It seems that people in the UK are becoming less and less satisfied with their health. The Office for National Statistics publishes an annual study into the UK's national wellbeing. The stats provide a snapshot of our satisfaction levels in ten key areas, from where we live to what we do.
As a nation, it appears we’re becoming less and less satisfied with our health.
The ONS study also found that:
“People who reported very bad health had much lower ratings of life satisfaction, feelings that things were worthwhile, levels of happiness and higher ratings of anxiety on average than those who said their health was good”.
So, as might be expected, health satisfaction is central to general wellbeing – but why is our happiness so low?
It’s important to note that the ONS stats are based on self-reported health, rather than the actual state of the nation’s physical condition. We could therefore speculate that it is perceptions and concerns that are causing this downturn in morale.
According to the British Social Attitudes Survey, the public’s satisfaction with the NHS was found to have stabilised 61%. Furthermore, those surveyed for the ONS data include both NHS and private patients, so it is difficult to place any blame on the public health system.
However, one potentially worrying factor is that the NHS is failing to meet its targets on waiting times. With the target for an acceptable waiting time standing at 18 weeks, 2.9 million people were waiting for various forms of treatment in January alone. It is easy to imagine how leaving health problems untreated for four months or more would lead to a feeling of dissatisfaction.
Meanwhile, underlying and long term health problems pushing in on us from all sides could be contributing to the sense of unease. It’s not pleasant to think about, but problems such as obesity, stress, dementia, diabetes and cancer are reportedly on the rise. It’s enough to turn anyone into a hypochondriac.
Improving satisfaction with personal health must of course start with the individual, and the way they approach their health. Seeking professional advice on any underlying health problems, no matter how small, is the first step to addressing the problem, despite the rather British tendency to grin and bear it. Meanwhile annual checkups could help set your mind at ease when faced with the media barrage of health scares.

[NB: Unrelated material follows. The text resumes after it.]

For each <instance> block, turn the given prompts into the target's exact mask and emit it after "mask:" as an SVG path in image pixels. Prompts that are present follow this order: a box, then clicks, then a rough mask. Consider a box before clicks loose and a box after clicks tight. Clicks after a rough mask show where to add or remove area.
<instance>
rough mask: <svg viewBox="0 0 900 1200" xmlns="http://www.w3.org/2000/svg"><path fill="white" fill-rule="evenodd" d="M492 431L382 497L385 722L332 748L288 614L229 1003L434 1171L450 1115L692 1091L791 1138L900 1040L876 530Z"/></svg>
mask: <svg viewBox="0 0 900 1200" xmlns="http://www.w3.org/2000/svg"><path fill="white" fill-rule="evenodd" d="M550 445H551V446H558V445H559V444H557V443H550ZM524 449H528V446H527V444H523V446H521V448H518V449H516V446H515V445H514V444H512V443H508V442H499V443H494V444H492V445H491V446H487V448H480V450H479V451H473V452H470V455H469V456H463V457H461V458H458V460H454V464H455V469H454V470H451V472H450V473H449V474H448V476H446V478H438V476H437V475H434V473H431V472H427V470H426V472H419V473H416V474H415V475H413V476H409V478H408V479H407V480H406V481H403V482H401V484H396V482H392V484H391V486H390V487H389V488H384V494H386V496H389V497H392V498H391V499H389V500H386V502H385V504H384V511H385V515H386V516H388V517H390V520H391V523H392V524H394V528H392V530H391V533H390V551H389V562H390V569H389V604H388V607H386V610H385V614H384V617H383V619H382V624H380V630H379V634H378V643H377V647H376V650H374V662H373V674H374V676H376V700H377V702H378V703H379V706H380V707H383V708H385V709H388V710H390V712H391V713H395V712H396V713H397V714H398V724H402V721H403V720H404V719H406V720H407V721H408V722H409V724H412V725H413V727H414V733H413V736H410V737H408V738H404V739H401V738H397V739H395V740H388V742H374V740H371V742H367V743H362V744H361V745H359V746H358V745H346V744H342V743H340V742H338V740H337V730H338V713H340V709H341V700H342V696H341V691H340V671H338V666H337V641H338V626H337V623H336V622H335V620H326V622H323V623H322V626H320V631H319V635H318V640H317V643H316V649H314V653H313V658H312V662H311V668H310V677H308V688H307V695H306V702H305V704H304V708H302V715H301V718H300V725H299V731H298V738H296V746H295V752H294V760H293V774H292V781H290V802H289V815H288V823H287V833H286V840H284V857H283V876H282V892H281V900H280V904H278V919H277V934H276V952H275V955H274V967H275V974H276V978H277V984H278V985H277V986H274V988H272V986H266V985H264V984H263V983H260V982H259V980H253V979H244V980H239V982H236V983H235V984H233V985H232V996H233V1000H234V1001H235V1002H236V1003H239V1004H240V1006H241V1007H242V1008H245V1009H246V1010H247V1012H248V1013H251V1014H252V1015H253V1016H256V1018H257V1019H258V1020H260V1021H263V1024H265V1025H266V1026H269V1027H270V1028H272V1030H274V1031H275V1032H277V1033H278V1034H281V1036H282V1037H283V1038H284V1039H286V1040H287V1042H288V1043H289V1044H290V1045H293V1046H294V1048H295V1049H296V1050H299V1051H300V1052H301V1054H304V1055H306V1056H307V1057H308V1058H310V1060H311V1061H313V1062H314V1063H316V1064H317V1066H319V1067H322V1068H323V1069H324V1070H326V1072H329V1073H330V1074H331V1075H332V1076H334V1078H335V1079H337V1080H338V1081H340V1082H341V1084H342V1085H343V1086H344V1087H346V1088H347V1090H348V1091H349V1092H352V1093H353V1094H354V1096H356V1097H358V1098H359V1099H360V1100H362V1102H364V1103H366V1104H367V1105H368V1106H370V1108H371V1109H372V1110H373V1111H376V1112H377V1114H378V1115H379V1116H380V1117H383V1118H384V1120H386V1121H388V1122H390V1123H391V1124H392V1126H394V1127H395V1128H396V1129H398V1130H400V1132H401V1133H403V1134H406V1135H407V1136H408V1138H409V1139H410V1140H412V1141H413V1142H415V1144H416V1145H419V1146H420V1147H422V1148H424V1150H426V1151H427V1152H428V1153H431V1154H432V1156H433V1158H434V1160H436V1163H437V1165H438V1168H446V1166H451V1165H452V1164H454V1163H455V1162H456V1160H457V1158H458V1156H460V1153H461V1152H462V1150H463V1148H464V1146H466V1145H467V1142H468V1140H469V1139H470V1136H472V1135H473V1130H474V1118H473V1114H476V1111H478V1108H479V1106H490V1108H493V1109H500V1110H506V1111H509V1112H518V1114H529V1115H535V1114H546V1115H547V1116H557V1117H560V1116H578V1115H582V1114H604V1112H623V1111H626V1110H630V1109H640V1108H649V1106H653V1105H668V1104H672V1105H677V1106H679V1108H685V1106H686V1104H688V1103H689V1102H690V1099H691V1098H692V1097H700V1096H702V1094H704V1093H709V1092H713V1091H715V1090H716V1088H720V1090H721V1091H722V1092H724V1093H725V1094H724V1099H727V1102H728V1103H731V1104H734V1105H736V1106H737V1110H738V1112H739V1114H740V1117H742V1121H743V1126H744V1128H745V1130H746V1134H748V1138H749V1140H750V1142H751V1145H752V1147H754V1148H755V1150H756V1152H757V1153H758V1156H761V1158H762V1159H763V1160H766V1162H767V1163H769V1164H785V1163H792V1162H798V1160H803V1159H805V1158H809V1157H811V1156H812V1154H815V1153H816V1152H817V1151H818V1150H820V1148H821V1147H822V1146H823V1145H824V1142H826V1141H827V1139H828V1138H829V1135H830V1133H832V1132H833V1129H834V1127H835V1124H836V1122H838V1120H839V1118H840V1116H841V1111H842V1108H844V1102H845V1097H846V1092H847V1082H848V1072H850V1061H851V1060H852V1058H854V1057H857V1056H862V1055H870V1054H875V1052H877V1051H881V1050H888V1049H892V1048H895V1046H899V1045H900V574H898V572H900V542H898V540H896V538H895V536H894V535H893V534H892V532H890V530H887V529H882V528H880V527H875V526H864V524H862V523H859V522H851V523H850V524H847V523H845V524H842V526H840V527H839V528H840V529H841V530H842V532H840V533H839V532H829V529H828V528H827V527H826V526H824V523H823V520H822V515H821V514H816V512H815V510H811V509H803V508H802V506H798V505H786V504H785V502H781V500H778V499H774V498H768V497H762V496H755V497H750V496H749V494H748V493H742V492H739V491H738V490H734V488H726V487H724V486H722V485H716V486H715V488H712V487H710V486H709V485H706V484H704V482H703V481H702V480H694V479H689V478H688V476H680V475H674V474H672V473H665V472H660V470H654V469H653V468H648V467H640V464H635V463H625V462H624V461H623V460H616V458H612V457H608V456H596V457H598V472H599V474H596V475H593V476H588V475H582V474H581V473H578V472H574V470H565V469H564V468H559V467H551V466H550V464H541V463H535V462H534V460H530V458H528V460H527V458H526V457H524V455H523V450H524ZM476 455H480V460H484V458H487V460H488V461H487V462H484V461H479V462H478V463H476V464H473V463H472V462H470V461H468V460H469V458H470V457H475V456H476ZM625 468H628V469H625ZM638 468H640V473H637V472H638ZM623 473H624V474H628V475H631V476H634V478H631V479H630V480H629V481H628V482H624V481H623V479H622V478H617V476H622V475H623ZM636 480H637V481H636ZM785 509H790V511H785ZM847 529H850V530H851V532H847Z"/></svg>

When it comes to waiting times, you may consider a medical insurance policy, which offers quicker access to specialist treatment among other benefits. Some policies also include additional treatments you may not expect, such as visiting a chiropractor or psychiatrist, and even access to helplines – so if you do have a policy, always ask what help is available.
It is of course natural to be concerned about your health and physical wellbeing. However, the World Health Organisation’s constitution defines health as “a state of complete physical, mental and social well-being”. In short, take care of yourself in all areas, not just medically; general wellbeing may hinge on health, but good health also depends on you being happy.